I’ve been looking around for different models of promoting entrepreneurship among JDs & young lawyers. There are a few interesting post-graduation incubators, that help recent law graduates get oriented and start their own practice. For example, Justice Entrepreneurs Project from the Chicago Bar Foundation.
The JEP not only gives young lawyers training to start their own law practice, it also promotes innovation in how lawyers serve clients. It’s trying to reimagine different parts of the service relationship, from how to find a client to how you price your services. For JEP’s current group of lawyers-in-incubation, the program centrally finds clients, and then distributes them among the lawyers — though the lawyers each practice in separate, individual firms.
Here’s a video from a Chicago television program spotlighting JEP:
The program marries start-up incubator techniques with legal training, trying to build more pathways for young lawyers to get jobs and to serve the middle or modest-means market of legal consumers.
The JEP is an incubator for recent law school graduates to start their own socially conscious law firms. The goal is to expand legal services to low and moderate income people by developing new models through which lawyers in solo or small practices can sustainably serve these clients.
Low and moderate income people represent a sizable gap in the current legal market—they earn too much to qualify for free legal aid but not enough to afford traditional firm rates. This leaves them with little access to reliable and affordable legal assistance, and as a result, more people than ever are going to court without the legal help they need.

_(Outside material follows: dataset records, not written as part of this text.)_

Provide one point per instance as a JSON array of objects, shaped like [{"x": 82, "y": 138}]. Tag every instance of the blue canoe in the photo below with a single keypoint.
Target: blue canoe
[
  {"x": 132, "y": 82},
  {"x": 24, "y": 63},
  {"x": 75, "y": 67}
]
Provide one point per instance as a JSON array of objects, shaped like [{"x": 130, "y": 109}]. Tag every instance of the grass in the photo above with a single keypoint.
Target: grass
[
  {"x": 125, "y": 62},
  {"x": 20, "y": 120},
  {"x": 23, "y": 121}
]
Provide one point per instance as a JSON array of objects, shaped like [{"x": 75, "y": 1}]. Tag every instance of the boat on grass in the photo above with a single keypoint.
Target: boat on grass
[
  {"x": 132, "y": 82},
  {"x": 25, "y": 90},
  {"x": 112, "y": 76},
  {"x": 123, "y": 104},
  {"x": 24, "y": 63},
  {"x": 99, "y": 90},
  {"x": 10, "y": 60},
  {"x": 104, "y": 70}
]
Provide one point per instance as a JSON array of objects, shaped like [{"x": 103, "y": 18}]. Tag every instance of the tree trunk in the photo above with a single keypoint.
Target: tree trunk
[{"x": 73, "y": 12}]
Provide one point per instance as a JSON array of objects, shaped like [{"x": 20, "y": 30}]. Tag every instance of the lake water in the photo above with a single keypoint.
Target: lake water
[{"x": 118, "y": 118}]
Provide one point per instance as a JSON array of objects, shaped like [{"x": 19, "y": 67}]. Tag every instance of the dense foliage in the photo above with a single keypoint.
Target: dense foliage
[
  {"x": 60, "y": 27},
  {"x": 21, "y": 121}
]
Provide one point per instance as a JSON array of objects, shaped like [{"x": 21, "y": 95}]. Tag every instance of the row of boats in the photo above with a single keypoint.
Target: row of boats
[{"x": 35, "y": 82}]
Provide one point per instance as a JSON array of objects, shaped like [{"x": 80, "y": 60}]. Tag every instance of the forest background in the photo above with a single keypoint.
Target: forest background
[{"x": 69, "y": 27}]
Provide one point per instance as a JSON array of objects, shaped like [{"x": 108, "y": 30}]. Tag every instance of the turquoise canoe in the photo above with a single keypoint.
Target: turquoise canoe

At the same time, new lawyers are increasingly looking for nontraditional paths into the legal profession. JEP participants are talented and entrepreneurial newer lawyers chosen to be part of the program through a competitive selection process. They are committed to serving the community by providing quality, cost-effective legal services for this market. They are technologically savvy, they welcome innovation, and they understand the need to reinvent the traditional law practice.
JEP lawyers build sustainable, efficient and flexible practices by:
offering fixed fees and a la carte services, and
maximizing collaboration with their clients.
Borrowing principles from successful incubators in the business and technology fields, the JEP provides training, resources and support to participants in a collaborative office setting. The JEP also features a strong pro bono service component that places participants at partner legal aid organizations. This provides much-needed legal services for people in need while at the same time providing the JEP lawyers with vital experience and mentoring, and helping them build their networks.
The CBF makes this possible by bringing Chicago’s legal community together to support and collaborate in the program. The CBF leverages significant pro bono and in-kind donations to provide much of the training and resources and connects participants to a vast network of experience and expertise.
The JEP’s first group of 10 participants began in June 2013.